Land and Resources, Climate
Lake Victoria basin, settlement patterns, Kisumu, rainy seasons, Nairobi
Kenya’s different topographical regions experience distinct climates. The coastal region is largely humid and wet. The city of Malindi, for instance, receives an average rainfall of 1,050 mm (41 in) per year, with average temperatures ranging from 21° to 32°C (70° to 90°F) in January and 20° to 29°C (68° to 84°F) in July. The low plateau area is the driest part of the country. There, the town of Wajir receives an average annual rainfall of 320 mm (13 in) and experiences average temperatures ranging from 19° to 37°C (66° to 99°F) in January and 19° to 34°C (66° to 93°F) in July. Nairobi, in the temperate Kenya highlands, receives an average annual rainfall of 790 mm (31 in) and experiences average temperatures ranging from 9° to 29°C (48° to 84°F) in January and 7° to 26°C (45° to 79°F) in July. Higher elevation areas within the highlands receive much larger amounts of rainfall. The Lake Victoria basin in western Kenya is generally the wettest region in the country, particularly the highland regions to the north and south of Kisumu, where average annual rainfall ranges from 1,740 mm (70 in) to 1,940 mm (80 in). Average temperatures in this region range from 14° to 34°C (57° to 93°F) in January and 14° to 30°C (57° to 86°F) in July.

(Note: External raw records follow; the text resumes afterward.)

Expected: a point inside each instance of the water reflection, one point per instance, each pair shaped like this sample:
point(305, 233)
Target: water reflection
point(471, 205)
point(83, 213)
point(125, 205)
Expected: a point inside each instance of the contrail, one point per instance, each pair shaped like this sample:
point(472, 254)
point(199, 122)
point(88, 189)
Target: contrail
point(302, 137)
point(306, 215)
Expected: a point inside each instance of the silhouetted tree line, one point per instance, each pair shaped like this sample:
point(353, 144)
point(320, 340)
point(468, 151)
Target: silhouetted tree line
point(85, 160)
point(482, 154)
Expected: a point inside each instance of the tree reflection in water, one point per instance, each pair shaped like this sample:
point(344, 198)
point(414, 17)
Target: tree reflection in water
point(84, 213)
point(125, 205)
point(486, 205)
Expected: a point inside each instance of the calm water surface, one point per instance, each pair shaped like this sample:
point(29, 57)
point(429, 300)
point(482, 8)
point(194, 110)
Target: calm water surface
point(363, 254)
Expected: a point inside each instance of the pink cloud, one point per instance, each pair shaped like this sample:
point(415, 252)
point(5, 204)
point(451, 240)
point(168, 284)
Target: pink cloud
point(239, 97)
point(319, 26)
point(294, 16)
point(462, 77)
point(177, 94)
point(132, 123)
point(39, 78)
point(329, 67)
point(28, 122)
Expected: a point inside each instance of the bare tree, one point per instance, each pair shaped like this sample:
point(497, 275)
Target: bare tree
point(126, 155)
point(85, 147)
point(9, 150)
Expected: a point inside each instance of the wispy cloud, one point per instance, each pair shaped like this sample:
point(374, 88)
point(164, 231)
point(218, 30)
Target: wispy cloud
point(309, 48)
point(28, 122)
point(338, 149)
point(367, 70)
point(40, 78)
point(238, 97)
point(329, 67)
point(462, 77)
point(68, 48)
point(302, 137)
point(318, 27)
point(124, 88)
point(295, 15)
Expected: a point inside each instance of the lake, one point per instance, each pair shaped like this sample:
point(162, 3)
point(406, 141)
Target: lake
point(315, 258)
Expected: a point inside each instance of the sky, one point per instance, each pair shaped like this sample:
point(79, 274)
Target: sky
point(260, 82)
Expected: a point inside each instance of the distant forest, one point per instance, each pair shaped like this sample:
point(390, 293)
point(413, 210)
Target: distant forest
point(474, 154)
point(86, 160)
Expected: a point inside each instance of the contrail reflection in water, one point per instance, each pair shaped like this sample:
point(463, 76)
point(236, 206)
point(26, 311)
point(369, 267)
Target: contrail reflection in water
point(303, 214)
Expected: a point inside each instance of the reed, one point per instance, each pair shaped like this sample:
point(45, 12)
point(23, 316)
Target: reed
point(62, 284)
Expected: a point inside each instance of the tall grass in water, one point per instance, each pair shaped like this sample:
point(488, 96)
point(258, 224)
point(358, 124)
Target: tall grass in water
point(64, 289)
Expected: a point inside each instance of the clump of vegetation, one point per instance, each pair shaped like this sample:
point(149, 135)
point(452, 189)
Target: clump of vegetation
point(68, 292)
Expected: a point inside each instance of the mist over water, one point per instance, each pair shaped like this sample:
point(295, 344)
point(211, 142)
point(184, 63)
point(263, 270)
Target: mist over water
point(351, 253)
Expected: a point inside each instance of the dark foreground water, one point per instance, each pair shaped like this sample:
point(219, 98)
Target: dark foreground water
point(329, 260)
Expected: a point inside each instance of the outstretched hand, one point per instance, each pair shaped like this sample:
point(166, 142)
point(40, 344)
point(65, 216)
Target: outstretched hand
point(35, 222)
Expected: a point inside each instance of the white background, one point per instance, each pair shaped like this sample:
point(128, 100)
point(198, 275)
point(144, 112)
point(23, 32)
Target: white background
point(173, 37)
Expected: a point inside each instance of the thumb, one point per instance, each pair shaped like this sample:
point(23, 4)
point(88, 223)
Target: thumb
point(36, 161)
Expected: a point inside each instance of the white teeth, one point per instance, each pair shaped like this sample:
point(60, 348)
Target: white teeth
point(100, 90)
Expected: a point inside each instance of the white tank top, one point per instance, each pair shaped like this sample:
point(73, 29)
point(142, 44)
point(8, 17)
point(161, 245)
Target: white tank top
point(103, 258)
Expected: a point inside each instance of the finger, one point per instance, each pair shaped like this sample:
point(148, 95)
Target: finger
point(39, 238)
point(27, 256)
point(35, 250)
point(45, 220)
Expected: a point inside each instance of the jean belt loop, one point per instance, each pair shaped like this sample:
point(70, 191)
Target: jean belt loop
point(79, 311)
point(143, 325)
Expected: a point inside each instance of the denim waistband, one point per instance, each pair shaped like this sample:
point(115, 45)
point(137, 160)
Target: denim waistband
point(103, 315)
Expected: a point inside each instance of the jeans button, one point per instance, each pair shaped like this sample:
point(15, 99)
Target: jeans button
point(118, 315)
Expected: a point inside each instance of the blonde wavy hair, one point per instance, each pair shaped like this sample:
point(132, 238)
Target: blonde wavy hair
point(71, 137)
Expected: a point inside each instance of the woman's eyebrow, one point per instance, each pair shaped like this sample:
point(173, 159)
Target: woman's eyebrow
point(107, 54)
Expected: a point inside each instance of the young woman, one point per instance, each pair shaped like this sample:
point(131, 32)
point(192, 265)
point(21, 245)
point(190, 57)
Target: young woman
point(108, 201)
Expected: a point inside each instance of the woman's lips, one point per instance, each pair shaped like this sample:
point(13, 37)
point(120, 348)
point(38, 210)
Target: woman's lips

Rainfall occurs seasonally throughout most of Kenya. The coast, eastern plateaus, and lake basin experience two rainy seasons: the “long rains” extends roughly from March to June, and the “short rains” lasts from approximately October to December. The highlands of western Kenya have a single rainy season, lasting from March to September. All parts of the country are subject to periodic droughts, or delays in the start of the rainy seasons. Kenya’s climate has had a profound effect on settlement patterns, as for centuries population has been concentrated in the wettest areas of the country.